LA and the 'Big One', spying in online games, the U.S. meat industry and more

After the 'big one,' will there be a Los Angeles left?

Geothermal Production in the Imperial Valley has increased activities around the San Andreas Fault

Flickr/Ben+Sam

Geothermal Production in the Imperial Valley has increased activities around the San Andreas Fault

If you ask someone who's lived in Los Angeles for a while about the big one and they'll likely say something like, "Oh, I know it's coming... should totally get my earthquake kit ready."

According to Dr. Lucy Jones, a science advisor for risk reduction with the U.S. Geological Survey, organizing an earthquake kit isn't enough. 

She says that we need to completely change our current infrastructure to even begin to cope with the massive damage that will follow a big earthquake.

In a talk she gave Sunday titled "Imagine America Without Los Angeles," Jones says that if an 8.0 San Andreas earthquake happened tomorrow, there's a serious risk that the economic system of California will be so disrupted that it could completely tank. She says that this is because the current regulations and infrastructure in place are inadequate for handling a large earthquake.

The chances of the earthquake happening soon are pretty high. On average there's an earthquake on the San Andreas fault every 150 years. However, it's been about 300 years since the last big one, so Jones is just waiting and expecting.

What part of L.A.'s infrastructure will suffer? The buildings, the utilities and the internet. She says we'll likely lose internet access in the city, about 1 out of every 100 buildings is likely to collapse, and access to water and gas will be compromised. 

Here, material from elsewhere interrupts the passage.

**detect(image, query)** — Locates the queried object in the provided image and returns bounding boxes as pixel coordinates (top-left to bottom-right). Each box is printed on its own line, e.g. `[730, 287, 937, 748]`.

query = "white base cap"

"To have a San Andreas earthquake, it means that one side will move with respect to the other some 10-30 feet...All of the infrastructure that supports Los Angeles crosses it," said Jones. "All of the water that comes in from outside, all of the electricity...all of our food...transportation, freeways, natural gas lines...and so all of those things have to cross the fault."

Jones says that there's a cost effective fix, at least for the gas pipelines, and that similar fixes should be put in place for other utilities.

"Let's at least reengineer the gas pipelines crossing the San Andreas so that they won't rupture when that fault moves," she said. 

Economically the impact could be devastating says Jones. "We need to come together as a community to find solutions," she said.